Uit de stukken het verhandelde op de mondelinge behandeling is gebleken dat de vrouw al gedurende twee jaar alleen de kinderen verzorgt. De man is voor de vrouw onbereikbaar en zij weet ook niet waar hij zich op dit moment bevindt. Het is voor de vrouw daarom niet mogelijk met de man te overleggen over de opvoeding en verzorging van de kinderen en samen beslissingen over hen te nemen. Gelet daarop heeft de vrouw zich al twee keer moeten wenden tot de rechtbank om vervangende toestemming te verkrijgen voor een vakantie en paspoorten voor de kinderen en het afnemen van een IQ-test van [minderjarige 2] . Daarnaast is de man niet op de hoogte van de ontwikkeling en de behoefte van de kinderen doordat er al twee jaar geen contact meer is geweest tussen hen. Naar het oordeel van de rechtbank maakt dit dat de man niet in staat wordt geacht beslissingen te nemen die in het belang van de kinderen zijn. Gelet op het voorgaande is de rechtbank van oordeel dat het in het belang van de kinderen noodzakelijk is dat voortaan de vrouw alleen het gezag heeft over de kinderen. De rechtbank zal daarom het verzoek van de vrouw toewijzen.

5.De beslissing

De rechtbank
bepaalt, uitvoerbaar bij voorraad, dat het gezag over de minderjarigen
1. [minderjarige 1] , geboren te [geboorteplaats] op [geboortedag 1] 2015,
2. [minderjarige 2] , geboren te [geboorteplaats] op [geboortedag 2] 2016,
voortaan aan de vrouw alleen toekomt;
Deze beschikking is gegeven door mr. Van Oijen, en, in tegenwoordigheid van mr.

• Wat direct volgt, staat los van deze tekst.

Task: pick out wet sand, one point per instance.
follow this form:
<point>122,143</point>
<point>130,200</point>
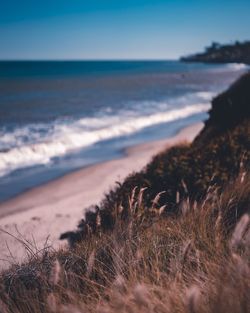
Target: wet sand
<point>41,214</point>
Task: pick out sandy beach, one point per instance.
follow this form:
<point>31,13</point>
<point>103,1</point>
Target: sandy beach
<point>41,214</point>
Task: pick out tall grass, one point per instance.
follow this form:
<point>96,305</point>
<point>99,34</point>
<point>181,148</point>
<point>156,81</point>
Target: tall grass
<point>193,262</point>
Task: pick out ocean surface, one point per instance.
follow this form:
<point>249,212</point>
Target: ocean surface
<point>56,117</point>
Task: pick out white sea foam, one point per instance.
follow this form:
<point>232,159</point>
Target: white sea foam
<point>237,66</point>
<point>26,148</point>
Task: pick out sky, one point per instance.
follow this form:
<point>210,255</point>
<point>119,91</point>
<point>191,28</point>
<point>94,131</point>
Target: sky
<point>117,29</point>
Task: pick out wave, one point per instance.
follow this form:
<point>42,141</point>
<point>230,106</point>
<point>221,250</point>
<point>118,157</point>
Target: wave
<point>64,138</point>
<point>237,66</point>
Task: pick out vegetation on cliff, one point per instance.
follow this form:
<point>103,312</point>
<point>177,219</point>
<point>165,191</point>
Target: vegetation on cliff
<point>174,237</point>
<point>239,52</point>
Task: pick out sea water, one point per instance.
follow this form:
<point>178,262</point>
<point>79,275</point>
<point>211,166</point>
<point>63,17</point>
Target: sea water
<point>57,117</point>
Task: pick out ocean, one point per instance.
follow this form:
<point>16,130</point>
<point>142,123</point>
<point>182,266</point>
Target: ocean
<point>57,117</point>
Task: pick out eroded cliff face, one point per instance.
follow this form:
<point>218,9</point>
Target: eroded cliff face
<point>216,53</point>
<point>229,109</point>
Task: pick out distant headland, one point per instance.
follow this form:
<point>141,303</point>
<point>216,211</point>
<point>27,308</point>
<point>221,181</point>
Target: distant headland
<point>238,52</point>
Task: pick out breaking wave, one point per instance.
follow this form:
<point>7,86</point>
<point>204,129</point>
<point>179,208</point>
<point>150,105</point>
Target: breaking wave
<point>39,144</point>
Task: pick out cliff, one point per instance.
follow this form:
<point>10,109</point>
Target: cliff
<point>238,52</point>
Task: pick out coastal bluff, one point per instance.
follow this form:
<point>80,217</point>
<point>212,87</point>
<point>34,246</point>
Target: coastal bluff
<point>239,52</point>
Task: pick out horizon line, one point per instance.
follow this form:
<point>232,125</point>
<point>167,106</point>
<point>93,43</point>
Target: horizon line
<point>89,60</point>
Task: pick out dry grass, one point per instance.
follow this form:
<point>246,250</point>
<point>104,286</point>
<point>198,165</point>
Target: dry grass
<point>194,262</point>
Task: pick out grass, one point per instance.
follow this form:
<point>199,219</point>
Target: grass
<point>174,237</point>
<point>187,263</point>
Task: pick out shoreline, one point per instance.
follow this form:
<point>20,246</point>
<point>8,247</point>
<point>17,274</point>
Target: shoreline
<point>57,206</point>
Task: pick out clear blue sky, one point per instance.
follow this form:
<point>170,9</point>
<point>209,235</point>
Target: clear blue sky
<point>118,29</point>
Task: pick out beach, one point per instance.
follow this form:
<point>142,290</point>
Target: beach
<point>41,214</point>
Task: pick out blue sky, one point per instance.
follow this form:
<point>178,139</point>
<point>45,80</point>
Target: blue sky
<point>121,29</point>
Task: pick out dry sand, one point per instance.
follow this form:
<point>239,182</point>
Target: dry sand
<point>57,206</point>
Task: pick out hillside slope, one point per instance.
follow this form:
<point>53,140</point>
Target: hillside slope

Reijerse, griffier, in het openbaar uitgesproken op 28 augustus 2023.
Mededeling van de griffier:
Indien hoger beroep tegen deze beschikking mogelijk is, kan dat worden ingesteld:
  • door de verzoekers en degenen aan wie een afschrift van de beschikking is verstrekt of verzonden, binnen drie maanden na de dag van de uitspraak,
  • door andere belanghebbenden binnen drie maanden na de betekening daarvan of nadat de beschikking aan hen op een andere wijze bekend is geworden.
Het hoger beroep moet, door tussenkomst van een advocaat, worden ingediend ter griffie van het
gerechtshof ’s-Hertogenbosch.
verzonden op:

Voetnoten

1.In verband met deze procedure/ten behoeve van een juiste procesvoering worden uw persoonsgegevens, voor zover nodig, verwerkt in een systeem van het gerecht.